How A Chicago Native Fell In Love With New Orleans
At a young age, I was lucky to move down South to Texas. Coming from Chicago, this was a big change – the food, people, and especially the places. After many adventures throughout the South, one place has stood out above all others – New Orleans. The things you can do and find in this city are endless.
The first time I visited “The Big Easy,” I learned there is a lot of history locals take pride in, but few tourists know about. According the New Orleans official website, the locals believe that, “Mardi Gras is so much more special when you understand what you’re celebrating and what each tradition means to the generations of parade-goers who have stood on parade routes before you.”
Each parade is much more than floats and beads. These processions represent heritage and traditions for people who have participated in Mardis Gras events for generations. When I attended last year, I was fortunate to stand next to an older person with many stories to share. We were watching the Krewe of Tucks parade that has been marching since 1969. According to the official organization, the parade was started by a group of Loyola college students and grew.
The lady began showing me old photos she had on her phone of herself when she was a member of the Krewe and rode in the parade. When the Tucks parade was over, she teared up, which really showed me how deep the Mardis Gras celebration runs in the community. She recommended that I venture to the city’s best Creole restaurants.
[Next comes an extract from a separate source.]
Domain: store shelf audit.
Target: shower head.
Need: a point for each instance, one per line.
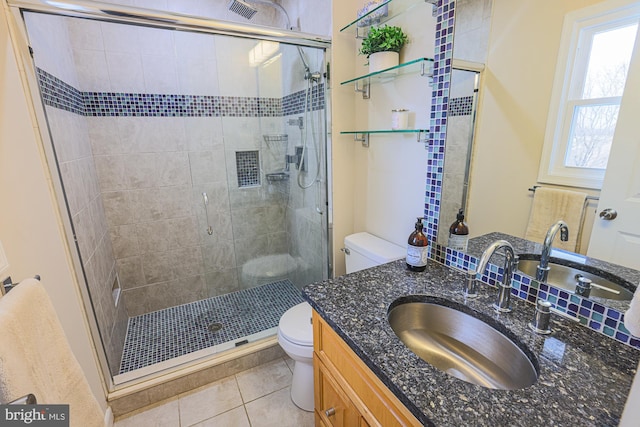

Food in New Orleans is incomparable. American Heritage magazine cleverly deemed New Orleans, Louisiana the “melting pot of food” during the 17th century. The Creole cuisine includes French, Spanish, and European cooking techniques that came together during various claims over territory before the United States finally purchased the land.
Some of the best places to taste this blend are The Commander’s Place, Brennan’s, and New Orleans Creole Cookery. Try the gumbo at all three locations.
Another iconic food you must try are beignets from Cafe Du Monde. The first store opened in 1862 in the French Market, and they now have locations throughout Louisiana. A beignet is fried dough coated in powdered sugar, and it will honestly change your life. They are served in threes and paired with a cup of Cafe Du Monde’s chicory coffee, the fuel you’ll need for your day of adventure.
To have the best possible experience while visiting New Orleans, choose lodging wisely. Walking is the main form of transportation inside the city, so choose a place that compliments what you want to do most.
If you want a luxurious get-away that provides a great New Orleans feel at a reasonable in price, stay at the Windsor Court Hotel. This is not the cheapest option, but it won’t disappoint. With jazz music five times a week, even more authentic Creole food in house, and a great location right by Bourbon Street, it’s hard to find a better place to stay.
My favorite trip to New Orleans was during Mardis Gras last year, and I stayed at the Hilton Doubletree on Canal Street at the end of the popular road. It wasn’t overcrowded, but you are only two blocks from all of the action. The highlight of this hotel is the rooftop bar and lounge, an ideal place to watch the beautiful parades from afar.
Wherever you stay, you are bound for a wonderful experience. New Orleans has more to offer daily to the people who come to explore. The city has been my favorite place to explore consistently, and serves as a great example of why the South is such an amazing place to live.